Il 4 aprile è scattato il Fish Dependance Day, giorno che decreta l’inizio del consumo di pesce importato da altri Paesi per esaurimento di quello pescato nei nostri mari. È questa la situazione delineata dall’associazione ambientalista MedReAct, sulla base del rapporto NEF Fish Dependence 2017, pubblicato dalla New Economics Foundation. L’analisi ha evidenziato come negli ultimi 25 anni gli italiani abbiano consumato sempre maggiori quantità di pesce diminuendo progressivamente la quantità di autonomia nazionale di prodotti ittici.

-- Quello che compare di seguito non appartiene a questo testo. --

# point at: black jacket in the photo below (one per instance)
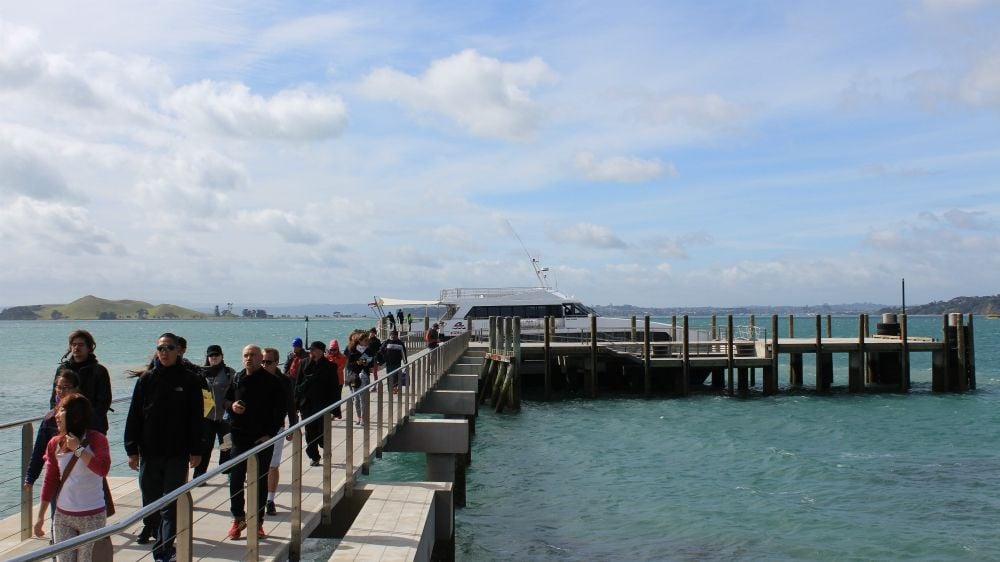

Se nel 1990 il Fish Dependance Day arrivava il 3 maggio, il picco più basso è stato toccato nel 2014 quando le riserve italiane erano finite già il 13 febbraio. Appare così evidente come la capacità di soddisfare la domanda interna con i pesci pescati dalla nostra flotta ha un’autonomia che va da un minimo di uno ad un massimo di quattro mesi. Sicuramente insufficiente se si guarda alla situazione annuale complessiva. Nel 2016 in Italia sono stati 25 i chili di pesce mangiato, contro la media europea che si era fermata a 23kg. “Per soddisfare la richiesta di pesci e frutti di mare fino a fine 2017 sul calcolo della quota complessiva annuale, si passa all’import” ha spiegato il Wwf commentando i dati “Questo è un segnale di quanto questi Paesi, non da soli, consumino molto più pesce di quanto possano pescare nelle loro acque nazionali”.

A livello europeo l’indipendenza di alcuni Paesi arriva anche fino al 13 luglio, mentre per altri si ferma anche molto prima: Austria, Slovenia, Slovacchia, Belgio, Romania e Lituania hanno esaurito le loro risorse ittiche a febbraio. Germania e Spagna sono invece le nazioni in cui il Fish Dependance Day arriverà tra la fine di aprile e l’inizio di maggio.

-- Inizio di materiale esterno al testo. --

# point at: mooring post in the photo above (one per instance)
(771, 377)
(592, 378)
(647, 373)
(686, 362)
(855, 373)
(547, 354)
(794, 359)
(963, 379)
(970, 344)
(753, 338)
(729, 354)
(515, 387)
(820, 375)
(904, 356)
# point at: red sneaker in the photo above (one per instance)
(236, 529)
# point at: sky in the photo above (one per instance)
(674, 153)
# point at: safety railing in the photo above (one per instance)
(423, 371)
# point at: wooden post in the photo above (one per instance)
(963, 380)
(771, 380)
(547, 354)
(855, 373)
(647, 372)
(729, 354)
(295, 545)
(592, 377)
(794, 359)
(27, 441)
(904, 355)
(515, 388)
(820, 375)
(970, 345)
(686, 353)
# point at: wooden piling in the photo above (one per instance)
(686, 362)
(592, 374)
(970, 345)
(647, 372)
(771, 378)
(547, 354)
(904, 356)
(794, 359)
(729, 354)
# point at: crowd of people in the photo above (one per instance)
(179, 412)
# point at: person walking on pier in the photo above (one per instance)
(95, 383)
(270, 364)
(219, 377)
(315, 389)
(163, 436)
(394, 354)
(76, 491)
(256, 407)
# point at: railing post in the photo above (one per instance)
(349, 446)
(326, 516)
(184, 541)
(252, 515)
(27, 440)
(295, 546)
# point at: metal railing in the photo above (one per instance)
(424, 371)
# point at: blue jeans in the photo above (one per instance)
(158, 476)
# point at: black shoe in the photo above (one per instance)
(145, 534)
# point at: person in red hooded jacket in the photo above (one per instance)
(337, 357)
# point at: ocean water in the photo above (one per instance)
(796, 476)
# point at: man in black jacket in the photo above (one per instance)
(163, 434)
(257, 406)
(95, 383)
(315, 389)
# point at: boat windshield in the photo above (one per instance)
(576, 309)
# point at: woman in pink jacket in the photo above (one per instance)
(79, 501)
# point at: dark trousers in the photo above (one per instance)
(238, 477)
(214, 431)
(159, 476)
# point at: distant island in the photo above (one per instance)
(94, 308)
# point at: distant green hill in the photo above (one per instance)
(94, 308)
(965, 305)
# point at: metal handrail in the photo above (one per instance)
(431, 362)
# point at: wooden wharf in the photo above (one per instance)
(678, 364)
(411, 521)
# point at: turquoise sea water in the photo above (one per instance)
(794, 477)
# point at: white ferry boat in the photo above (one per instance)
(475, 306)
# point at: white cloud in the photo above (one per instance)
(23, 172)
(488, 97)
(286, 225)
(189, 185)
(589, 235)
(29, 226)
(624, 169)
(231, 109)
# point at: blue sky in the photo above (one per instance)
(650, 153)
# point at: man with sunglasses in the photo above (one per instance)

Come risolvere questo altissimo sfruttamento dei mari? Il Mediterraneo è tra i più inflazionati, e non è più in grado di sostenere le numerose richieste di pesce locale. Un altro dei problemi è che ad essere maggiormente consumate sono poche specie di pesce, circa cinque o sei. Sebbene i nostri mari offrano numerosissime specialità ittiche gli italiani ne gradiscono poche qualità e questo va ad incidere pesantemente anche nell’autonomia annuale. Secondo Donatella Bianchi, presidente del Wwf Italia per invertire questo trend negativo “è fondamentale che le autorità rafforzino le norme sulla tracciabilità e l’etichettatura, che le imprese e il mondo della ristorazione le rispettino e i consumatori siano più attenti nella scelta dei prodotti, selezionando quelli locali – meno nobili magari ma più disponibili – anche di allevamento”.